Prosecutor Paolo Storari said in closing arguments that he based sentence on the possibility that 20-year-old Chloe Ayling could have died during the July 11-17, 2017 kidnapping. He said she was drugged with ketamine, which knocked her out, then closed up inside a canvas bag and transported to a farmhouse, where she was handcuffed to the furniture for at least the first night.

Defendant Lukasz Herba denies guilt and claims that Ayling agreed to the scheme to boost her career.

In a declaration that defendants are allowed to have in an Italian court, Herba said he was in love with Ayling, and they had concocted the kidnap plot to help her overcome financial difficulties after the birth of her son.

“I never hurt the girl. I was not violent with her,” Herba said. “If she felt forced verbally in any way, I am very sorry. But it certainly was not as Chloe has described.”

“I was in love and I was hoping that once her fame took off that she would repay me with feelings and we would share the money,” he said.

Previous testimony showed that the two had met on Facebook and had met at least once in person before her pregnancy.

According to prosecutors, Ayling was lured to Milan with the promise of a modelling gig and then drugged when she showed up at a mocked-up photographic studio.
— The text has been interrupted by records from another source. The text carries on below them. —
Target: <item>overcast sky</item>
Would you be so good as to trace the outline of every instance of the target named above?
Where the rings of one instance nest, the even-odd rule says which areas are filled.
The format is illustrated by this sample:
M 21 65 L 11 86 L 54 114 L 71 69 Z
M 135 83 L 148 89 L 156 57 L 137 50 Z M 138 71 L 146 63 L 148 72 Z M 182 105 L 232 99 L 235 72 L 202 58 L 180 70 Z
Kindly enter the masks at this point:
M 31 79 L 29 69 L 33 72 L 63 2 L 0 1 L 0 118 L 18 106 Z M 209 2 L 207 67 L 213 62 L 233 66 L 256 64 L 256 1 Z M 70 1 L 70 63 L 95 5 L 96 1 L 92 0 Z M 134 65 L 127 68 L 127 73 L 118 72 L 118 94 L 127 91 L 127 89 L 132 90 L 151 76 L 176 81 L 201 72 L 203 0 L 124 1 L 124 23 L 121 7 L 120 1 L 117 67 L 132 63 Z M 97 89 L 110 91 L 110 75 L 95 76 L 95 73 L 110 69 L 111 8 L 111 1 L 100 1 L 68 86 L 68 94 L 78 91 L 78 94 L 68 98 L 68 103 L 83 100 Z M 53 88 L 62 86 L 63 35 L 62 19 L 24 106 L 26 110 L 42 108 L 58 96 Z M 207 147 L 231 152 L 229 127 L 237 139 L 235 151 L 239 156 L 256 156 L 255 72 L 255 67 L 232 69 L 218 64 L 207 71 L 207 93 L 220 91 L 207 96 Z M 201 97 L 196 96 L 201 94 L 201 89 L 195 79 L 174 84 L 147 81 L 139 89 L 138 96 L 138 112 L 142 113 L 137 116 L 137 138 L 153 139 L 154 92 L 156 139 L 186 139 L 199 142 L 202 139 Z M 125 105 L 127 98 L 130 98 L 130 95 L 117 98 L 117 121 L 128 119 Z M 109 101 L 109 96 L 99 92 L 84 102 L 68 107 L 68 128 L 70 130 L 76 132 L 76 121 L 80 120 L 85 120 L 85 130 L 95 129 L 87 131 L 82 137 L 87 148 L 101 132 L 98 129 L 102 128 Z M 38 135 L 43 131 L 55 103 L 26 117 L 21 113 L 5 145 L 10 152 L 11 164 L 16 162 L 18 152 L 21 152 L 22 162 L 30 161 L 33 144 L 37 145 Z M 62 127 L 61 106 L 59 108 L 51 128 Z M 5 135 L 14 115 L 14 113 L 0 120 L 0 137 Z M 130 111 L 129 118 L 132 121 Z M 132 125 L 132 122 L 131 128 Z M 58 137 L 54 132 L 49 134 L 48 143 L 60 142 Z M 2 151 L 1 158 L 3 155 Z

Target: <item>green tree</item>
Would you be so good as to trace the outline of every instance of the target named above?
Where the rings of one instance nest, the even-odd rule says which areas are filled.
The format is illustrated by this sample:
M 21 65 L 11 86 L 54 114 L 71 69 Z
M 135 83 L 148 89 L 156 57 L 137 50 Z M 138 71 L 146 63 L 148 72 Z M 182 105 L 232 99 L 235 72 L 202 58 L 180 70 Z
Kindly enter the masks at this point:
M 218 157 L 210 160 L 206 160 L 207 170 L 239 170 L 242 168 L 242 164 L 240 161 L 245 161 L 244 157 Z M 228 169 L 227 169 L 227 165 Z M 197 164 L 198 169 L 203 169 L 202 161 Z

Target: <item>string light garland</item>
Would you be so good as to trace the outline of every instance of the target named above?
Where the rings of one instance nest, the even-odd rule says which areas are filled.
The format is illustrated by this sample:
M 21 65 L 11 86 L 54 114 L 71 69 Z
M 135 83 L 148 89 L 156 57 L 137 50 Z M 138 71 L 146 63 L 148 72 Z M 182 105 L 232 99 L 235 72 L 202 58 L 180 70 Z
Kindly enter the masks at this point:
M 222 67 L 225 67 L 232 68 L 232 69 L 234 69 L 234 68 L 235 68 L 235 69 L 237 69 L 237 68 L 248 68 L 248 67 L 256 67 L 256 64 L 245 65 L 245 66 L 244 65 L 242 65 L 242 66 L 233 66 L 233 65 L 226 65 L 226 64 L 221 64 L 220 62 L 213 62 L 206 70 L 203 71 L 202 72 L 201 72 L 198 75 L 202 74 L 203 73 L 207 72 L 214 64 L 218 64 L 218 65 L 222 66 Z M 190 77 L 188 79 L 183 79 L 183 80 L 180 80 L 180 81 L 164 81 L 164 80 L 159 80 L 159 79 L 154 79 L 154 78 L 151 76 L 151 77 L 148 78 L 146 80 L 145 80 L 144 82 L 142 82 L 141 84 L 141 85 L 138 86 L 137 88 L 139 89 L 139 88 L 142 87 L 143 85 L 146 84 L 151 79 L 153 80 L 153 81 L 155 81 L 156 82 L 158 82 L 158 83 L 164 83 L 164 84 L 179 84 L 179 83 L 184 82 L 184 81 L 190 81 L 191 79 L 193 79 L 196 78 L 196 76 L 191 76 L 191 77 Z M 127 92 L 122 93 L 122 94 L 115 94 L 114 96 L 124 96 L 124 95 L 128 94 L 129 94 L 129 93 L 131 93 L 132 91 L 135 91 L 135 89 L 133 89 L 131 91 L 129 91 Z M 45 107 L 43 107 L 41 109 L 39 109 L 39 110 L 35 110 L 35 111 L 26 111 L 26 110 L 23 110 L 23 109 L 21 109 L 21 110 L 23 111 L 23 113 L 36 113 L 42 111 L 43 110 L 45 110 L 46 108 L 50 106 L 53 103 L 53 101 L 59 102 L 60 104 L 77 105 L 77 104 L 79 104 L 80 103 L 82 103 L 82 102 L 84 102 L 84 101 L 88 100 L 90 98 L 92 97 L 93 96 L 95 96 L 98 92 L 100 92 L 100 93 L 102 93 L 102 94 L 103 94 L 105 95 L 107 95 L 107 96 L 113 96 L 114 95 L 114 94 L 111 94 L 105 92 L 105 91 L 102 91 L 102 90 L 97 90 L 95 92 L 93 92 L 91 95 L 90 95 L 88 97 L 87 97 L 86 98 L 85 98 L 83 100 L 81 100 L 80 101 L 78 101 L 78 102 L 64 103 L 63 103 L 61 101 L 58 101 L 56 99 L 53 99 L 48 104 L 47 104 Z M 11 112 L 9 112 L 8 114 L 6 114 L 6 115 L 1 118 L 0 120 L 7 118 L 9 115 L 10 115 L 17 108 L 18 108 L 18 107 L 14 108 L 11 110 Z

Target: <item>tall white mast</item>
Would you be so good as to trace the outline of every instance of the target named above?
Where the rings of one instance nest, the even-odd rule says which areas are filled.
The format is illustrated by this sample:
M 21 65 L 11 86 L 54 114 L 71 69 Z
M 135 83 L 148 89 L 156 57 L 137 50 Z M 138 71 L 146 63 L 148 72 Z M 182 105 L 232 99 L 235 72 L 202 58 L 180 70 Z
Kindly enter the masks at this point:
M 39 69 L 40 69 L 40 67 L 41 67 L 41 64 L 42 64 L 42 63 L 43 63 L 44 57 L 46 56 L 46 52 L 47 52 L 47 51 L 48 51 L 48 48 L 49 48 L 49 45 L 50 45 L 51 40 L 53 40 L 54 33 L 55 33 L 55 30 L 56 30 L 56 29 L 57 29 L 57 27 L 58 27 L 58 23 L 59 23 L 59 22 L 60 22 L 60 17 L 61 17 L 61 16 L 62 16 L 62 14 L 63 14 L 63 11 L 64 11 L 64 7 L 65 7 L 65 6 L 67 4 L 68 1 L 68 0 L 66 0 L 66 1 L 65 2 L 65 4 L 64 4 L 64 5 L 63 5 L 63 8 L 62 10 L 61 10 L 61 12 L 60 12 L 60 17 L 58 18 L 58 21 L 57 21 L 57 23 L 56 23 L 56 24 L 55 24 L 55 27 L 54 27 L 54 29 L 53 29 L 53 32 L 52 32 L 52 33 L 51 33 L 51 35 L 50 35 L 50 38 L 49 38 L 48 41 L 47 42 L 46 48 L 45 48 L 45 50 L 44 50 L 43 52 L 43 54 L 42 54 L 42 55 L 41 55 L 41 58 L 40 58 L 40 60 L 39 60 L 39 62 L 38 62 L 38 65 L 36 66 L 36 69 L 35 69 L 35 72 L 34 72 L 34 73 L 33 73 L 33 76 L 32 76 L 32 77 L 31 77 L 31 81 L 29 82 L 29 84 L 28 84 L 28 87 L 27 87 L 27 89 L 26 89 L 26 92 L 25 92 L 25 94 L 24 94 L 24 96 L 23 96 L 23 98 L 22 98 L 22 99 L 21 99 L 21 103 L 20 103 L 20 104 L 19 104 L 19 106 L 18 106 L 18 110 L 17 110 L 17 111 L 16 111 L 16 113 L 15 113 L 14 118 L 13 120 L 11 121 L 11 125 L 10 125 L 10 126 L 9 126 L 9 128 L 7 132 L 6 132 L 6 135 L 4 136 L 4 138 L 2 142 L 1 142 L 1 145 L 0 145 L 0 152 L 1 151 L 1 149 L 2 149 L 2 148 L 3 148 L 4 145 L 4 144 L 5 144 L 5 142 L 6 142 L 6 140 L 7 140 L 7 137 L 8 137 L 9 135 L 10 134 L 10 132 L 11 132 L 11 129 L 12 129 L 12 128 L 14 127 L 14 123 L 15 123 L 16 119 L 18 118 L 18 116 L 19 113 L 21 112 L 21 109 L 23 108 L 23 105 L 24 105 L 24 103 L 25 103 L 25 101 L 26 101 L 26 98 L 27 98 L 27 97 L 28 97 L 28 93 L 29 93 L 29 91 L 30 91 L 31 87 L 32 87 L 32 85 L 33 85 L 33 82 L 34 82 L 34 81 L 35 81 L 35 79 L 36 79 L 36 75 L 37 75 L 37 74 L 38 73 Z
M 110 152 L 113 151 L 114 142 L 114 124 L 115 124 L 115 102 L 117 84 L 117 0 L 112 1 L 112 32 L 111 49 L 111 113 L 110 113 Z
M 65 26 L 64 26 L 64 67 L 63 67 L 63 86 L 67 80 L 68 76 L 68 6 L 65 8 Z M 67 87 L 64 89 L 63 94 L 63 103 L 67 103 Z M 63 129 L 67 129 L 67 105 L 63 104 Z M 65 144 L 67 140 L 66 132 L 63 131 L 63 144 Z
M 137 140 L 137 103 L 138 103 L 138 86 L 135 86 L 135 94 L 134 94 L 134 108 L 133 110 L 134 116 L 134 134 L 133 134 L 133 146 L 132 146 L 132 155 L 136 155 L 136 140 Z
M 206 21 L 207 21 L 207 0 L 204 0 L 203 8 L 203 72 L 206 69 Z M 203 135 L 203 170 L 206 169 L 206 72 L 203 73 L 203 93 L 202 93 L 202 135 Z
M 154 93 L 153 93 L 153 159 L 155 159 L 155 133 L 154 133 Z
She was zipped inside a canvas pack and transported to a secluded farmhouse in neighbouring Piedmont. There she was held for six days before Herba released her at the British consulate in Milan. In his initial statement to police, he said he did so out of sympathy for the fact she was a mother.

Ayling told investigators that she never tried to escape, even when she accompanied Herba into a store to buy shoes, because she was terrified, believing his threats that he was part of a bigger criminal gang that had eyes on her constantly.

She said she had been told she would be auctioned online since she was not able to come up with €300,000 (Dh1.29 million or $355,000) in ransom. She said Herba showed her photos of other girls who were being sold over the deep web.

But in his shifting storyline, Herba also testified previously that he had concocted the alleged deep web criminal group “Black Death,” and that his brother was helping him in the scheme agreed by Ayling.

Italian prosecutors are seeking the brother’s extradition from Britain.

Herba said he didn’t tell police that Ayling was in on the scheme during his initial statements because he believed she would come forward.

During closing arguments, his lawyer, Katia Kolakowska, cited an email she received from a US film producer who pointed out that Ayling’s story closely matches the plot of a movie titled “By Any Means,” that was released about eight weeks before the 2017 kidnapping.

Storari, in his closing arguments, noted that Herba had invested at least €10,000 (nearly $11,800) in the kidnapping, taking into account real estate rentals and travel. He said it was unrealistic that Herba would have done so only to get ransom from a young woman without any means.

The prosecutor also cited Herba’s purchase of two ski masks, which Chloe said she saw kidnappers wearing when she was freed from the canvas bag, and the exchange of a note with his brother telling him to clean the trunk of the car well to make sure that there were no traces of her hair.